Ce jeudi 17 octobre plusieurs centaines de salariés se réunissaient devant l’Arena Paris Sud, où se tenait le Mondial de l’automobile, pour dénoncer les licenciements, suppressions de postes et fermetures de sites dont ils sont victimes. Des délégations d’équipementiers sont venues de toute la France : Dumarey, Novares, MA France, Valeo, GMD, Bosch ou encore Walor, Forvia et bien d’autres (plus d’une quarantaine de délégations venues de toute la France). Le rassemblement comptait également de nombreuses délégations de salariés des constructeurs comme Stellantis et Renault – dont certains sites sont également menacés – ou de l’industrie de la chimie, impactés par les attaques contre l’automobile, à l’image de Michelin, ou tout simplement par la rapacité des capitalistes.
Après les dizaines de milliers d’emplois supprimés ces dix dernières années en France dans l’industrie automobile, plusieurs dizaines de milliers sont à nouveau menacés, chez les sous-traitants et les équipementiers, comme chez les donneurs d’ordre. Ironie de l’histoire, c’est ce matin du 17 octobre qu’a choisi le journal Les Échos pour relayer l’annonce de Carlos Tavares, PDG de Stellantis, qu’il se donnait un an pour « trancher le sort de Poissy », dernière usine d’assemblage de PSA en Île-de-France qui compte encore près de 3 000 salariés.
Une hécatombe de l’emploi européenne et pas seulement française comme sont venues en témoigner au rassemblement des délégations de travailleurs de l’automobile de Turquie, d’Espagne, d’Italie, d’Allemagne et de Belgique. Leur message était clair : ne nous laissons pas diviser pays par pays ! Une bonne raison pour ne pas se laisser diviser non plus entreprise par entreprise ou site par site !
Que propose Sophie Binet ?
Du côté de la confédération CGT et de sa Fédération des travailleurs de la métallurgie (FTM), principaux organisateurs du rassemblement, la secrétaire générale Sophie Binet a des projets industriels pour les capitalistes de l’automobile en France, pour garantir leurs marges et leurs profits, celui d’un « petit véhicule électrique économique, intégralement fabriqué en France, qui pourrait être vendu autour de 15 000 euros ». Passons sur le fait que 15 000 euros reste un montant trop élevé pour nombre de salariés qui subissent l’inflation. Mais, n’en déplaise à Sophie Binet ou à la CGT, aucun de ses projets ne garantirait le moindre emploi, seulement l’accompagnement des restructurations.
Pour le patronat, le prétexte avancé est celui de la transition vers le tout électrique d’ici 2035. Voitures inabordables, absence d’infrastructures, prévisions de faibles volumes de ventes.
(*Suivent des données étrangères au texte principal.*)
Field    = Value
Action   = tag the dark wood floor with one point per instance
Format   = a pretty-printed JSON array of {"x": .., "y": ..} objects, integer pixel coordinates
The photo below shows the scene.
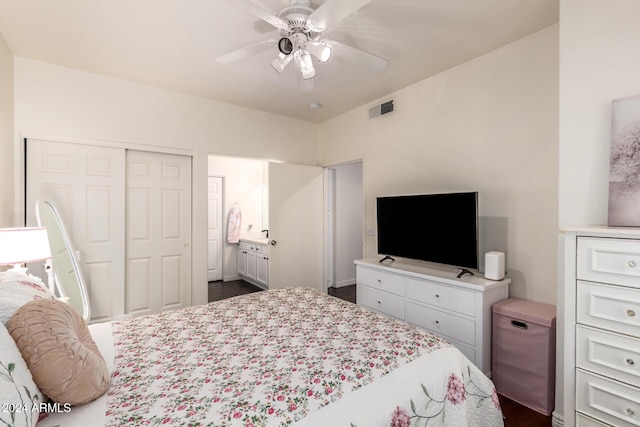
[{"x": 515, "y": 415}]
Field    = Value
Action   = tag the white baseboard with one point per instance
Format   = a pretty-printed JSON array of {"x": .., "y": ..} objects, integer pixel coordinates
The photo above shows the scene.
[
  {"x": 343, "y": 283},
  {"x": 557, "y": 420}
]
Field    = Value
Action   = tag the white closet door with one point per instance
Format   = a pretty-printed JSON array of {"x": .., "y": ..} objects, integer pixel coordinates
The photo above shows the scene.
[
  {"x": 295, "y": 226},
  {"x": 214, "y": 233},
  {"x": 158, "y": 232},
  {"x": 86, "y": 183}
]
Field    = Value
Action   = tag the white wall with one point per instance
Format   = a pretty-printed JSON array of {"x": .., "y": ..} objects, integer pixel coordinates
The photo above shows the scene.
[
  {"x": 599, "y": 62},
  {"x": 7, "y": 217},
  {"x": 244, "y": 183},
  {"x": 488, "y": 125},
  {"x": 348, "y": 222},
  {"x": 60, "y": 101}
]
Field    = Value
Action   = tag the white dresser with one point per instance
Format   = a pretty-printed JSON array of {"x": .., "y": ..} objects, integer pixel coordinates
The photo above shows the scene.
[
  {"x": 602, "y": 327},
  {"x": 432, "y": 297}
]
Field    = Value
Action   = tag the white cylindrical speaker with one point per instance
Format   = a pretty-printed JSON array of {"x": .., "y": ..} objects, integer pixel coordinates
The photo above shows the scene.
[{"x": 494, "y": 265}]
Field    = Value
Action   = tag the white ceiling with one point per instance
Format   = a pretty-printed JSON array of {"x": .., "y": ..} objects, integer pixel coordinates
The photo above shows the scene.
[{"x": 174, "y": 44}]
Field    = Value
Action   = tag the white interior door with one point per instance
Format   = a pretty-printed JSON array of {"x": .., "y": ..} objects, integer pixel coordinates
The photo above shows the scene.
[
  {"x": 214, "y": 232},
  {"x": 86, "y": 183},
  {"x": 158, "y": 232},
  {"x": 295, "y": 226}
]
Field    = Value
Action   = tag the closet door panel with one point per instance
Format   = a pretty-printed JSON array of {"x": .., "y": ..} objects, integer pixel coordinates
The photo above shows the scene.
[
  {"x": 159, "y": 229},
  {"x": 86, "y": 183}
]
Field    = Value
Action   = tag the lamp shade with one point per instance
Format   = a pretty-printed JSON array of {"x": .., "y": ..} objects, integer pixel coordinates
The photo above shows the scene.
[{"x": 22, "y": 245}]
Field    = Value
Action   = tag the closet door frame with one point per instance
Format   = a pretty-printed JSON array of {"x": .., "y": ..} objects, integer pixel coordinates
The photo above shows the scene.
[{"x": 20, "y": 178}]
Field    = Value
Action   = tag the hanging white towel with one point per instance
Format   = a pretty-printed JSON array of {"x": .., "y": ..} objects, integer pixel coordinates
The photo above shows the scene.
[{"x": 235, "y": 224}]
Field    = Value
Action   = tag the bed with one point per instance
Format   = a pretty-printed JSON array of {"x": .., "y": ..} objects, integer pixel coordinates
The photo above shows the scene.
[{"x": 286, "y": 357}]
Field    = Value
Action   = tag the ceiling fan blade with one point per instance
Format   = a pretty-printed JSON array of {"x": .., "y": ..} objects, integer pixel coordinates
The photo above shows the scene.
[
  {"x": 357, "y": 57},
  {"x": 259, "y": 11},
  {"x": 245, "y": 52},
  {"x": 332, "y": 11}
]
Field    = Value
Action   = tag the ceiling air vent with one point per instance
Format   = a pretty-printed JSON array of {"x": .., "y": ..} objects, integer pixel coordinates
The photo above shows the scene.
[{"x": 381, "y": 110}]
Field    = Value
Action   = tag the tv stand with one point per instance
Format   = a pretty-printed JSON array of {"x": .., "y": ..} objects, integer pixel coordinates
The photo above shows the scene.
[
  {"x": 464, "y": 271},
  {"x": 435, "y": 298}
]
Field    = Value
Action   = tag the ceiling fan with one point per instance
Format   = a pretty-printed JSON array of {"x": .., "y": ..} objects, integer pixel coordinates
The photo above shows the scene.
[{"x": 300, "y": 28}]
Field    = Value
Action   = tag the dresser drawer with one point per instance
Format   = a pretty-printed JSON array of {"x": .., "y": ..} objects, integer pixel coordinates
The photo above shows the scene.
[
  {"x": 609, "y": 307},
  {"x": 615, "y": 261},
  {"x": 443, "y": 296},
  {"x": 383, "y": 302},
  {"x": 610, "y": 354},
  {"x": 584, "y": 421},
  {"x": 442, "y": 323},
  {"x": 610, "y": 401},
  {"x": 388, "y": 282}
]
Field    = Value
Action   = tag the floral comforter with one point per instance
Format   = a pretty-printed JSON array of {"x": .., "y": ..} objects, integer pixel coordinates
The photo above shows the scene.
[{"x": 290, "y": 357}]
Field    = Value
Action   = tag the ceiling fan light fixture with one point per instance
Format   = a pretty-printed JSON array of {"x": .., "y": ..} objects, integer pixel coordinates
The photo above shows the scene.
[
  {"x": 304, "y": 64},
  {"x": 280, "y": 62},
  {"x": 285, "y": 46},
  {"x": 320, "y": 50}
]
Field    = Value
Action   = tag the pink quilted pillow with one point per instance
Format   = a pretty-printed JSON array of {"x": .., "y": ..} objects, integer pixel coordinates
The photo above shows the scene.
[{"x": 60, "y": 353}]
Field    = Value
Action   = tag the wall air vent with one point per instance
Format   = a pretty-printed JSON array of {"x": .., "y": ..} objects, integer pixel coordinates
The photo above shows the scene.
[{"x": 381, "y": 110}]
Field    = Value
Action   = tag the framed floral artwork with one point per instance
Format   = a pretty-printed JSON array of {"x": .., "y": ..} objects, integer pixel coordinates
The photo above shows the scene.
[{"x": 624, "y": 164}]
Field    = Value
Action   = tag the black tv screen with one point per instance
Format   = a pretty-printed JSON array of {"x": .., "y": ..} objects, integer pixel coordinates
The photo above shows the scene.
[{"x": 440, "y": 228}]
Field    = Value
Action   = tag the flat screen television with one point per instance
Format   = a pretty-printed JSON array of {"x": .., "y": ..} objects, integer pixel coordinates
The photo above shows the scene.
[{"x": 441, "y": 228}]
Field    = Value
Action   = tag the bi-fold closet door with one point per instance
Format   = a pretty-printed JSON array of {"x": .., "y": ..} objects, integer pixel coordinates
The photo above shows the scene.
[{"x": 128, "y": 213}]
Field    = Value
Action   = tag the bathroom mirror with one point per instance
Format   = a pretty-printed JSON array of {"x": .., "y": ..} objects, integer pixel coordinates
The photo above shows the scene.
[{"x": 68, "y": 277}]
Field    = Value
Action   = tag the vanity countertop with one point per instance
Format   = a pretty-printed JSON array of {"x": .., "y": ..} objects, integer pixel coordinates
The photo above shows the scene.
[{"x": 255, "y": 240}]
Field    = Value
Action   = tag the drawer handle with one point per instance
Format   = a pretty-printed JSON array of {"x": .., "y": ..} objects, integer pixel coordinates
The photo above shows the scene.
[{"x": 519, "y": 324}]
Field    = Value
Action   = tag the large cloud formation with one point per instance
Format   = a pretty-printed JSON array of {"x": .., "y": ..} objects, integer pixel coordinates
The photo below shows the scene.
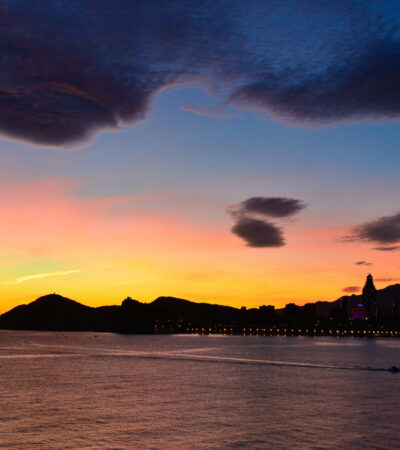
[
  {"x": 383, "y": 231},
  {"x": 260, "y": 232},
  {"x": 70, "y": 68}
]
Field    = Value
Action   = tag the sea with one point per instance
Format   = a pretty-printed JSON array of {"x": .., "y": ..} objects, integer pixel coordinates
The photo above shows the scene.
[{"x": 62, "y": 390}]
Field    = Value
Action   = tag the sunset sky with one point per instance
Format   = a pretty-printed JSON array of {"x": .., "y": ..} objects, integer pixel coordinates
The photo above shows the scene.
[{"x": 229, "y": 152}]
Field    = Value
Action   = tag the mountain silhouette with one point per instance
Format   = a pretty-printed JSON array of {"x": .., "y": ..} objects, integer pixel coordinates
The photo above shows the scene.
[{"x": 170, "y": 314}]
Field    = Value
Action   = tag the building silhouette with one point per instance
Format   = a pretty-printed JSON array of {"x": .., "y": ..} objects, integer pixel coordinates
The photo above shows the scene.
[{"x": 369, "y": 298}]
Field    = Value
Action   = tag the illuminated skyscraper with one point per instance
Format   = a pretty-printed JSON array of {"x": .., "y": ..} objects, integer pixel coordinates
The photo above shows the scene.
[{"x": 369, "y": 298}]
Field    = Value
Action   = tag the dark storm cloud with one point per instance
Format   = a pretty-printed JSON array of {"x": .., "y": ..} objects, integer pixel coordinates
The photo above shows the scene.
[
  {"x": 268, "y": 206},
  {"x": 71, "y": 68},
  {"x": 384, "y": 230},
  {"x": 351, "y": 289},
  {"x": 258, "y": 233}
]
Pourtant les marges sont là, y compris avec des prévisions à la « baisse » : 7,5 % pour Renault en 2024, entre 5,5 % et 7 % pour Stellantis. Comme l’ont fait remarquer certains à la tribune, la « transition écologique » a bon dos et n’explique pas la fermeture de MA France à Aulnay qui fabrique des carrosseries, en tête de la longue liste. Thermique ou électrique, la concurrence internationale des grands groupes, la progression des parts de marché, les gains de productivité suffisent à eux seuls à justifier la saignée. Les baisses des volumes de ventes sont surtout invoquées par les constructeurs pour pousser les États à mettre la main à la poche et augmenter les subventions qu’ils empochent déjà. Si cette concurrence les pousse à s’affronter entre industriels, c’est surtout contre leurs salariés, français, allemands, belges, italiens, turcs ou chinois qu’ils mènent tous une même guerre : réduction des effectifs et augmentation de l’exploitation de ceux qui restent.
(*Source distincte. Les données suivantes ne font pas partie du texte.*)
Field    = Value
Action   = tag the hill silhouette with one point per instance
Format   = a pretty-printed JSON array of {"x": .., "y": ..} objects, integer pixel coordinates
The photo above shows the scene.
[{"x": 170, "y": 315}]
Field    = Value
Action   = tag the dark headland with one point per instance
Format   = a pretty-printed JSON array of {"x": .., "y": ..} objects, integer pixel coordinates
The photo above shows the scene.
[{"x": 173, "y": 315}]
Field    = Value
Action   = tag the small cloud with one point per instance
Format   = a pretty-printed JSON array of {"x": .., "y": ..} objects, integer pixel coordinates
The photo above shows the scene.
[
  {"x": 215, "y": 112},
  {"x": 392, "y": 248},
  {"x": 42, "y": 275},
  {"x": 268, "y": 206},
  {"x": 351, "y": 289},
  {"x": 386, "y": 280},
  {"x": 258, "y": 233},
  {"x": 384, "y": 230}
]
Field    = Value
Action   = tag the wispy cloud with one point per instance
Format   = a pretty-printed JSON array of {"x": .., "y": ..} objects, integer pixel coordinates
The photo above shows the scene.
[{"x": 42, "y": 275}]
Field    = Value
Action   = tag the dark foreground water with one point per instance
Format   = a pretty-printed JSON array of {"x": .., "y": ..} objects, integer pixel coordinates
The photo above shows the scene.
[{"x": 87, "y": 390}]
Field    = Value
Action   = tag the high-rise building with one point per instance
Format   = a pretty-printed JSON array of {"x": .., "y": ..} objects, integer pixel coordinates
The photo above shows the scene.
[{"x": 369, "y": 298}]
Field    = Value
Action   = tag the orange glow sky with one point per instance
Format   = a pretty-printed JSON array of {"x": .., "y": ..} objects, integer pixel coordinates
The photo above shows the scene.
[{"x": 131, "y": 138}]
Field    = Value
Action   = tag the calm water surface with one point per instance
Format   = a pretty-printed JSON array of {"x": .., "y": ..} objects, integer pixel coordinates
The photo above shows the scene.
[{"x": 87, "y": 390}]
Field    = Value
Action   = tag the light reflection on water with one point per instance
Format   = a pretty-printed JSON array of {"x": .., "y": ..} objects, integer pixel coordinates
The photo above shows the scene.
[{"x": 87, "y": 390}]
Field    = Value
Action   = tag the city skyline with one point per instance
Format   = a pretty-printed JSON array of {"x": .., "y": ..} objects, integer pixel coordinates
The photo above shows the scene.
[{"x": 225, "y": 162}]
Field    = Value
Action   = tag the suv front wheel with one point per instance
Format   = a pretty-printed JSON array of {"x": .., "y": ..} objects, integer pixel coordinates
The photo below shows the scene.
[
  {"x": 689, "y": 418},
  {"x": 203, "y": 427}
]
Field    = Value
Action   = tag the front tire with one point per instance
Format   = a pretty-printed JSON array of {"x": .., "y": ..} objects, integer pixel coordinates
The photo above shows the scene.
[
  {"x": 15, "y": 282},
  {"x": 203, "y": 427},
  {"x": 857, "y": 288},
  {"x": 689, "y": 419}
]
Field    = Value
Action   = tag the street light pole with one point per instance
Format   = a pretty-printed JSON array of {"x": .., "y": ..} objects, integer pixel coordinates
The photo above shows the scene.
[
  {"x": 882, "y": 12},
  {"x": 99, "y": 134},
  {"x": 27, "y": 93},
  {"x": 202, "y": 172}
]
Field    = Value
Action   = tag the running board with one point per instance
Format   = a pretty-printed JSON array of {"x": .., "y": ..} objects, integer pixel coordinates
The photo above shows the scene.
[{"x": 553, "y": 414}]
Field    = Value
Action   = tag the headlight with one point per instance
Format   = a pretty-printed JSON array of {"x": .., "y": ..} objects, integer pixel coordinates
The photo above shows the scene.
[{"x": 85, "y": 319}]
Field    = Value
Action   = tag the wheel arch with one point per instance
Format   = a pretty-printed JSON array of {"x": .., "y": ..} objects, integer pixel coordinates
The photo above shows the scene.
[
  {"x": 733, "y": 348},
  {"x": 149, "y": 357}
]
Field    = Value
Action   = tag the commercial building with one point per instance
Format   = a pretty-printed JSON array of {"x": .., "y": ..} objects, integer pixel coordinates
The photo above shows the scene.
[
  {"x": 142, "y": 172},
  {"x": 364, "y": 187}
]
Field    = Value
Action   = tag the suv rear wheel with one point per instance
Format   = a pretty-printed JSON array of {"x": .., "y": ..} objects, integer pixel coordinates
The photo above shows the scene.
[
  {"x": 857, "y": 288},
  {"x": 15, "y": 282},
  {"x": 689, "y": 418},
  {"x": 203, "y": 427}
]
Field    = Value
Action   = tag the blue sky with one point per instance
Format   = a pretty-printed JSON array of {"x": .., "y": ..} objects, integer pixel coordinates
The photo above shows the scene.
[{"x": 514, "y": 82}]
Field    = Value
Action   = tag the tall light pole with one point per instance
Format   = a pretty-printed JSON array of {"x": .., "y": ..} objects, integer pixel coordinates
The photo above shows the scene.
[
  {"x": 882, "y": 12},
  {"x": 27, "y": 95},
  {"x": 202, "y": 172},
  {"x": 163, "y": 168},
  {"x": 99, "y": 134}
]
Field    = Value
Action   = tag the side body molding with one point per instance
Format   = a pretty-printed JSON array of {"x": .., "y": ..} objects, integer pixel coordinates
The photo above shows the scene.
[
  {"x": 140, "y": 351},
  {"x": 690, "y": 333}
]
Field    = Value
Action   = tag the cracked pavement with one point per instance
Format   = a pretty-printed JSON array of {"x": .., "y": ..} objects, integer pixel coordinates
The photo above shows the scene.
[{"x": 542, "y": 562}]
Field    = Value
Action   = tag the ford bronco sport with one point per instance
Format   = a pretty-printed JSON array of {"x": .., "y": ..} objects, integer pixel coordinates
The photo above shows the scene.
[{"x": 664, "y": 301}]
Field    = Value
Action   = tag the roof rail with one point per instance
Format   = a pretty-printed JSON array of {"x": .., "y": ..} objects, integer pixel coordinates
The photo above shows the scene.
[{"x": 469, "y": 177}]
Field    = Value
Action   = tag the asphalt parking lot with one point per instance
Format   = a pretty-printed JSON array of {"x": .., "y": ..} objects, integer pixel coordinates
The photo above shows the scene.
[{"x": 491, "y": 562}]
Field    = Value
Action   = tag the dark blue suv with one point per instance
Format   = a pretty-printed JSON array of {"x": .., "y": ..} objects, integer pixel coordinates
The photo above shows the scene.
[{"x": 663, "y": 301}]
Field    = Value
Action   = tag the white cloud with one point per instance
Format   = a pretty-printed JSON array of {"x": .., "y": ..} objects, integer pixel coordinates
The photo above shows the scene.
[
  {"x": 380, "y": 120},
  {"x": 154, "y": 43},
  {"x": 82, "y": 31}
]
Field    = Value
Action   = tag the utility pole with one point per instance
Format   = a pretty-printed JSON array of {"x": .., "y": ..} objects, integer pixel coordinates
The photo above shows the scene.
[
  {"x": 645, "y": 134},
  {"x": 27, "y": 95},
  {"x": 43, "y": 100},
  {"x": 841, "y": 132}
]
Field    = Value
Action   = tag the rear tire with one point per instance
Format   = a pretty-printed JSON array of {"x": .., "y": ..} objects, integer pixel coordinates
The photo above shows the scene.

La CGT réclame une « loi GM&S », du nom de l’usine de La Souterraine (Creuse) qui, en 2017, s’était vue privée de commandes surtout de Stellantis (et de Renault dans une moindre mesure). Elle viserait à « régir la relation entre sous-traitants et donneurs d’ordre », nous dit la CGT, et faire reconnaître la responsabilité des seconds. Mais Stellantis par exemple reconnaît déjà ses responsabilités puisque le groupe négocie indirectement les conditions inacceptables des licenciements à MA France. En appeler à la vigilance de l’État ? Rappelons, comme le faisait un syndicaliste de Dumarey sur une chaîne parlementaire, que c’est avec la bénédiction de l’État que GM&S a pu vider son usine de la Souterraine (après rachat par le groupe GMD) qui ne compte plus que 80 salariés aujourd’hui contre plus de 500 en 2017. Ces 80 salariés sont aujourd’hui de nouveau menacés, puisque le groupe GMD est lui-même à vendre. Rappelons également que la loi dite « Florange » de 2014 qui oblige les entreprises à rechercher un repreneur, n’a jamais empêché une seule fermeture, ni aucune réduction des effectifs : tout au plus cette loi permet-elle de sous-traiter des licenciements.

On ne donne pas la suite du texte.